The American War
Here it is called The American War, not the Vietnam War.
The first thing to say is there is not much to see - it is certainly not glorified. Whilst we see it as a proxy war between the West and Communism, it was mainly a Civil War, so this is not surprising. There are statues of Ho Chi Minh around the place and in Ho Chi Minh City / Saigon there are two relevant museums - Independence Palace and The War Remnants Museum.
It is hard to get a clear view on how many people died in The American War. Low end of the range (US view) is 1.5m whilst the high end is 3.8m (separate British Medical Journal and Vietnamese estimates). I’m in Vietnam so lets go with their side of the story:
Civilians 2.0m
North Vietnamese soldiers 1.1m
South Vietnamese soldiers 0.3m
Western soldiers (not in Vietnamese numbers) 0.3m
(includes Australians - 523 dead, 2400 wounded out of 60,000 who served)

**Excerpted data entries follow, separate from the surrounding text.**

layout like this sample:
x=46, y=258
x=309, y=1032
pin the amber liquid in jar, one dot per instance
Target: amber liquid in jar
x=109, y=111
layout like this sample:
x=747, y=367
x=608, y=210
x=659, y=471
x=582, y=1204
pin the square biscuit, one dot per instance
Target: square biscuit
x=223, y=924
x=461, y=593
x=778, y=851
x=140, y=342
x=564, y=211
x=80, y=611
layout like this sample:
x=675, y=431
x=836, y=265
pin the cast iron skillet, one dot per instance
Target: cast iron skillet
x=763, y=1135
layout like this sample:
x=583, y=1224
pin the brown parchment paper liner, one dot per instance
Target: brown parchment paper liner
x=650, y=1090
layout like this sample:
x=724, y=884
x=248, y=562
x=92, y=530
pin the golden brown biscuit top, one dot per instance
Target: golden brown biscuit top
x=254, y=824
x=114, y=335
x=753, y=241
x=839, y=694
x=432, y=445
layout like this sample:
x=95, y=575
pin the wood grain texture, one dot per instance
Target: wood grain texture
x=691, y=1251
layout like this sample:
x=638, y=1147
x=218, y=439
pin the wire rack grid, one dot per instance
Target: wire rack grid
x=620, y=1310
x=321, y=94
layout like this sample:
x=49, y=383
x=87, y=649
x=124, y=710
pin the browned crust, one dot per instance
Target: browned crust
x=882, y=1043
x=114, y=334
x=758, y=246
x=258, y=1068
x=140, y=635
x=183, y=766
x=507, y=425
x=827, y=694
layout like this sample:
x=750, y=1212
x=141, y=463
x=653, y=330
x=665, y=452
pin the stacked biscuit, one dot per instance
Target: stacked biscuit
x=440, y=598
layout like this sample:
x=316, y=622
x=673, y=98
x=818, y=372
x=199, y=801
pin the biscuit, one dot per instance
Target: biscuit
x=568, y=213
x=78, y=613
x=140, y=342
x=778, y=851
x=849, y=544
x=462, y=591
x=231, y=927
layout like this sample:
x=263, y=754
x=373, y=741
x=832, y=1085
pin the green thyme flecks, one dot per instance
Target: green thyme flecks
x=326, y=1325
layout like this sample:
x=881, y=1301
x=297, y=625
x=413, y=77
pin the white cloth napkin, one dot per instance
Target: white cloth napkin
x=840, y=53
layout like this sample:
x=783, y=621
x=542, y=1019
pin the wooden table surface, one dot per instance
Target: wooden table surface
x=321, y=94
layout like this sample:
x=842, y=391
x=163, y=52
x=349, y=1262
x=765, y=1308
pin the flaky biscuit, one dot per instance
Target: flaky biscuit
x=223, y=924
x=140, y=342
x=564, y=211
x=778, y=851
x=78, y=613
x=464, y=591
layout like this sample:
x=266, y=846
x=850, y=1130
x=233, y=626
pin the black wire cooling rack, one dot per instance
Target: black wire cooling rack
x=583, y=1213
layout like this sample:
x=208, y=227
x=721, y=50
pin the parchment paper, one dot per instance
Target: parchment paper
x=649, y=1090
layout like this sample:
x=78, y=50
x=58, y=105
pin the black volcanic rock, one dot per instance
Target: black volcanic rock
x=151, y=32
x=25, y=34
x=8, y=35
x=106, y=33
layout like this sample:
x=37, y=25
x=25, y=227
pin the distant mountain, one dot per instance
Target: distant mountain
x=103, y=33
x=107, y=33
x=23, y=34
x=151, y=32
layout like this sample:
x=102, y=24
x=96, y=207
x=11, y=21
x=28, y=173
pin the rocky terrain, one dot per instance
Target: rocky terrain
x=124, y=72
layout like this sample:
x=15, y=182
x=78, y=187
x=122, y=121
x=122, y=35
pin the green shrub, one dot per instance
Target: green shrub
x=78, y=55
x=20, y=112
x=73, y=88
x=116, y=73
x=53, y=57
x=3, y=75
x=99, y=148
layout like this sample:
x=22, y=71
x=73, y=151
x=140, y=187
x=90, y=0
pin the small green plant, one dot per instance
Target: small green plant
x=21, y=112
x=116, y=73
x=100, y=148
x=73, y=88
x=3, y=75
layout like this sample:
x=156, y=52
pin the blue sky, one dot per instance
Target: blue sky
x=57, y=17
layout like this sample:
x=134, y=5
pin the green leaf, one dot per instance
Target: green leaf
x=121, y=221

And lets not forget Cambodian / Laos civilians 0.4m
Or 4m people exposed to Agent Orange (20m litres of Agent Orange and other herbicides were sprayed, covering 20% of Vietnam’s forests and 5% of its agricultural land)
Any way you look at it the numbers are terrible.
The War Remnants museum obviously tells the story from their perspective and presents it as war crimes by the US and they are right. It tells of appalling cruelty and behaviour carried out by both the US soldiers and the Southern Vietnamese Army. As a Westerner, I can easily point out that it does not address the appalling war crimes by the Vietcong, but lets be honest if I go to any museum in the West that tells the story of the Vietnam War, it will be from our perspective and will downplay or ignore our war crimes.
History is written by the victors!
Independence Palace was the home and offices of the president of the Republic of (South) Vietnam. It was the site of the Fall of Saigon on 30 April 1975 that ended the Vietnam War, when a North Vietnamese Army tank crashed through its gates. It is a very interesting building, with huge galleries and meeting rooms - its fair to say the Vietnamese President did not spare any expense in building his home.
Let’s not forget the French were here first. They colonised Indochina (including Vietnam) from the mid 1800s through until 1954. They left a few lovely torture tools that the Southern Vietnamese took up with gusto.
The guillotine was retired in 1960, but the barbed wire tiny cells which were deliberately left out in the sun (this one could hold 4 people who could only lie side by side) were used as punishment throughout the war.